That was me yesterday – the awkward grownup at a birthday party.
My nephew (in-law) turned 2 this month and his birthday party was yesterday. He’s super cute and amazingly polite (nothing is sweeter than hearing a 2 year old say “thank you”).
While the party wasn’t spilling over with children – there were approximately 4 kids (around the age of 2), their parents, my in-laws and basically just about everyone there was a parent or at least good with children.
Then there was me. I am incredibly awkward around small children. I think they’re cute but I just don’t know how to interact with them.
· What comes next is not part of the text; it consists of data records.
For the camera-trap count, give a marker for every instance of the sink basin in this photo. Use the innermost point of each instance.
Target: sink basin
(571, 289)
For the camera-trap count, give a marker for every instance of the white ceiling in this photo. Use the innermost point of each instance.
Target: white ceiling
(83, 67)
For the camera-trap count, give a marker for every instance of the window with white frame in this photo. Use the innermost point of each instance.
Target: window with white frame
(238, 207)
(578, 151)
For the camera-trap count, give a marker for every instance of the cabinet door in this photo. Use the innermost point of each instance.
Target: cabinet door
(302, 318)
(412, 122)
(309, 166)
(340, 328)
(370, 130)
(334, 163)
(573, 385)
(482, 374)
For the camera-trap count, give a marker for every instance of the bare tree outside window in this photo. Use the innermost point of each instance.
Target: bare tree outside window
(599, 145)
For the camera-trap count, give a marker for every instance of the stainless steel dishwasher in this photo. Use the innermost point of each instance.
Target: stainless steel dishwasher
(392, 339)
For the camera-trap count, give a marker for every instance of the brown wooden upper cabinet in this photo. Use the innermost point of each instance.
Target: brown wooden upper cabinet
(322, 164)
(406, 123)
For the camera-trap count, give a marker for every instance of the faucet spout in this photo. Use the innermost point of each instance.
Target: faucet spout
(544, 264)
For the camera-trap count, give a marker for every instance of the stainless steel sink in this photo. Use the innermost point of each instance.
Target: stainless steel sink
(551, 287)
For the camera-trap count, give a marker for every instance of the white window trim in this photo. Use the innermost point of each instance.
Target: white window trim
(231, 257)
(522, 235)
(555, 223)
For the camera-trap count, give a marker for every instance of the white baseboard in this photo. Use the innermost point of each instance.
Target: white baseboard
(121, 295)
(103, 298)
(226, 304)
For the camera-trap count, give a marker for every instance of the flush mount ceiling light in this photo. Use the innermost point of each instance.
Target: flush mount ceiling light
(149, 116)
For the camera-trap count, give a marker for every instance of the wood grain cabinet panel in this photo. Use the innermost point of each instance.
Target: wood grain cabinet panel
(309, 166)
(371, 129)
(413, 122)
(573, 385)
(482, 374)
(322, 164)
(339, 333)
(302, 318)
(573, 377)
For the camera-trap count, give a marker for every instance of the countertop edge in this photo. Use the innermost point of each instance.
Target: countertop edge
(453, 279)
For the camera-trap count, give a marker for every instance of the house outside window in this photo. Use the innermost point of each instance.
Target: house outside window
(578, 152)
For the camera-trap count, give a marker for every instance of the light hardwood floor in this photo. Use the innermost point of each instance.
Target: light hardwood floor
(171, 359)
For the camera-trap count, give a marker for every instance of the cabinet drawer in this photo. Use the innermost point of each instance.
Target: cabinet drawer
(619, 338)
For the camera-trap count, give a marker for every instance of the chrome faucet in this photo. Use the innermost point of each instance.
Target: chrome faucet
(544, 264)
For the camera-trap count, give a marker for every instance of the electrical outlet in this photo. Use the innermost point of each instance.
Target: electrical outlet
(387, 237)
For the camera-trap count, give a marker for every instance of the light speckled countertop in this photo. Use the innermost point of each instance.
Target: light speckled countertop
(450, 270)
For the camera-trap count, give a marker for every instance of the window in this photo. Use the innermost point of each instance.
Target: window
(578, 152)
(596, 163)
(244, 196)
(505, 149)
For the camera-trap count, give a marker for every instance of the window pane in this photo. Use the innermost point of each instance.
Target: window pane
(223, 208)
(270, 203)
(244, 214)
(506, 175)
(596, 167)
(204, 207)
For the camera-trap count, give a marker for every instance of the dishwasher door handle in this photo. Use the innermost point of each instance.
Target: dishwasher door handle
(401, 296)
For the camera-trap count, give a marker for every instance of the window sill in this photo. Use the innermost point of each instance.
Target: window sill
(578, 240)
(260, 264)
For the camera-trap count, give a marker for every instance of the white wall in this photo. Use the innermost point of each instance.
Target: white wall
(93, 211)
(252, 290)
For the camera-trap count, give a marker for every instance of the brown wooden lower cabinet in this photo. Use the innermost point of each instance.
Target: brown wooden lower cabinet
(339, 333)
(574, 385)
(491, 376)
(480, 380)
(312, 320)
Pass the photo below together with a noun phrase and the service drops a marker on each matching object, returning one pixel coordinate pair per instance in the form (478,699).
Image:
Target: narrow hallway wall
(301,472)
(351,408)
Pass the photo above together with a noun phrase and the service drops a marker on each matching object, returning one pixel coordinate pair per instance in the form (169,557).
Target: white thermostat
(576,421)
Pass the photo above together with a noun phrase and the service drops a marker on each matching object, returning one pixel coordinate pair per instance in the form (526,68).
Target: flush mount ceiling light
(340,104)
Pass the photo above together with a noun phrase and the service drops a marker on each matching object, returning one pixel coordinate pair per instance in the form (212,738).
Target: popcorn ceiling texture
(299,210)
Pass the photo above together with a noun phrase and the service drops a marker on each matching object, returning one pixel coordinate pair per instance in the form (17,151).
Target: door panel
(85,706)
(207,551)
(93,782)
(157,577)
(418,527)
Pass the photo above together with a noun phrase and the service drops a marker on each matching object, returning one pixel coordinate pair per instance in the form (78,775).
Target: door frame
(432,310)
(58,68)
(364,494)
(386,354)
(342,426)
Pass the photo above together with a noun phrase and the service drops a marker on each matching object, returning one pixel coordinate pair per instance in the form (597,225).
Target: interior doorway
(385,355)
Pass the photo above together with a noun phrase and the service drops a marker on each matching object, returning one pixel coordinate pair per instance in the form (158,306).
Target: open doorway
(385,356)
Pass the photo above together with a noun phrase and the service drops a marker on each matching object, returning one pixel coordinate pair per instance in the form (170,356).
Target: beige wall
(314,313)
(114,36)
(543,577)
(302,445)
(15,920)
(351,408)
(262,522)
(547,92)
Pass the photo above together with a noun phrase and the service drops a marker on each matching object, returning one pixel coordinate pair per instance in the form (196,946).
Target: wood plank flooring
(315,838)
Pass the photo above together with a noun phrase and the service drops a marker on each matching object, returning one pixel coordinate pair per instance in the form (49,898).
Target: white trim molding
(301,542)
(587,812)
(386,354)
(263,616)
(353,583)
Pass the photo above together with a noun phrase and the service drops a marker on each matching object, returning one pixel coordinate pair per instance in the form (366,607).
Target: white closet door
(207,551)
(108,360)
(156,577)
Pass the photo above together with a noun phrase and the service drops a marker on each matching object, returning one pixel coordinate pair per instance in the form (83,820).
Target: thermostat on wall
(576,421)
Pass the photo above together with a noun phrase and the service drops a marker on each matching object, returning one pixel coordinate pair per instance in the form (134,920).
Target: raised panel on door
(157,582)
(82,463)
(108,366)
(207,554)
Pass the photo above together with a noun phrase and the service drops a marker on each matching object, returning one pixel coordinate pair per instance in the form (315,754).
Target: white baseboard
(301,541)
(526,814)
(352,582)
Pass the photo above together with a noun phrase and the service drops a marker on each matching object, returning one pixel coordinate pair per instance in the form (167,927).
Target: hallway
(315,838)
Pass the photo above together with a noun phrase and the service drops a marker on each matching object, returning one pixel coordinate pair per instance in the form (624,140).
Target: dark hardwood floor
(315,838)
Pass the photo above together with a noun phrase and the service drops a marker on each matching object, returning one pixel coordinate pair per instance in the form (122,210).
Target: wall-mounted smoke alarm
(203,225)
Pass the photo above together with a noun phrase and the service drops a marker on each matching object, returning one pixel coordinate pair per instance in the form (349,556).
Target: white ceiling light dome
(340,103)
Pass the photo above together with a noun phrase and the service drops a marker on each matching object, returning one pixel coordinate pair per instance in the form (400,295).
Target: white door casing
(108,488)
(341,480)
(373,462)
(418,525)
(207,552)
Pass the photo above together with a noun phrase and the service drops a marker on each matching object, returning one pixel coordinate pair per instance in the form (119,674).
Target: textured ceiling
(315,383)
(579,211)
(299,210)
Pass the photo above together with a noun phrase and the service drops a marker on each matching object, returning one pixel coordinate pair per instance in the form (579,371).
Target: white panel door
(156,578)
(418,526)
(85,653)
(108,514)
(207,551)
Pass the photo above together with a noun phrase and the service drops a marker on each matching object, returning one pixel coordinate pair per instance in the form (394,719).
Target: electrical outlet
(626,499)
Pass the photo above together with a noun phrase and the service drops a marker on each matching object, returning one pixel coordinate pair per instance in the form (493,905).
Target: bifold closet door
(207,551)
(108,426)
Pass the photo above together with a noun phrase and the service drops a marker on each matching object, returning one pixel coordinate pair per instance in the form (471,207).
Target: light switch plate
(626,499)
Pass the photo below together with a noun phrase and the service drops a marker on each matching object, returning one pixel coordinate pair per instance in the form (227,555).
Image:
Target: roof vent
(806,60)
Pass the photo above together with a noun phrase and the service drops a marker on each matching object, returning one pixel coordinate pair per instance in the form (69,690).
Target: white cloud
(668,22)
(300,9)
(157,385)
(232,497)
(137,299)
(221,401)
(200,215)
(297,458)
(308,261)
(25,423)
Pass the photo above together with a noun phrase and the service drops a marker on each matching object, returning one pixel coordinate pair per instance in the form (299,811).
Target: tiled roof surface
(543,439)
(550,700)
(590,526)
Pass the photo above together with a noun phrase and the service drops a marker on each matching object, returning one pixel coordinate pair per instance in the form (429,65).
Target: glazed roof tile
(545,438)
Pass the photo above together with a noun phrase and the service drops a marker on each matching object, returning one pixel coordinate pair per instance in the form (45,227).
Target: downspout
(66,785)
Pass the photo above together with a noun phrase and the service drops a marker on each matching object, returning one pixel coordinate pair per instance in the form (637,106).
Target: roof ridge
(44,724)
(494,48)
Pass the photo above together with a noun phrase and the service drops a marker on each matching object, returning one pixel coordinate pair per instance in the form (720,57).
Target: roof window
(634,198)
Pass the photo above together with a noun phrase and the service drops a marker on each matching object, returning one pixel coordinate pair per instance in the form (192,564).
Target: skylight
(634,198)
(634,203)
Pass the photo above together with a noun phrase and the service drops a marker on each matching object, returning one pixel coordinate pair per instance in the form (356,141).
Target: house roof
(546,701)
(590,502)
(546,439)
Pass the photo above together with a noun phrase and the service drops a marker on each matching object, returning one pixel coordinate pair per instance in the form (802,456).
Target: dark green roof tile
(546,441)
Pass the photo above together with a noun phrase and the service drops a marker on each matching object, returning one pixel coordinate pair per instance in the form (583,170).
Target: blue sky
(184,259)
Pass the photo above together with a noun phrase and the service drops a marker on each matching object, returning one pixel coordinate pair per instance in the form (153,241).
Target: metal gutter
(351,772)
I think I spent most of the party standing against a wall not interacting with the kids because I just felt so weird.
I also strained my lower back muscle a couple of weeks ago (playing broomball) and it apparently hasn’t really healed. I don’t think my continuing to work out and taking yoga has helped (in fact, my Chiropractor told me to STOP THE YOGA!) but I hate sitting still.
So – I spent the party standing againt the wall because I’m awkward with kids, I couldn’t bend down to pick up the dogs or anything… but then…
My sister-in-law was bouncing her son up and down. He was loving life and then she said, “Aunt Kim wants to bounce you!”
And what was I going to say? All eyes were on me! I didn’t want to be an asshole so I bounced him. And it was cute and fun! But it hurt like hell. And holy moly – what a workout.
I often wonder if I could ever be a mom. It seems to come so naturally to some girls — they play with kids and it doesn’t seem forced or weird. Me? I don’t know what to do.
So bouncing my nephew? While super cute and adorable — it caused another back spasm.
I don’t think I’m cut out for this shit. Maybe motherhood isn’t for me.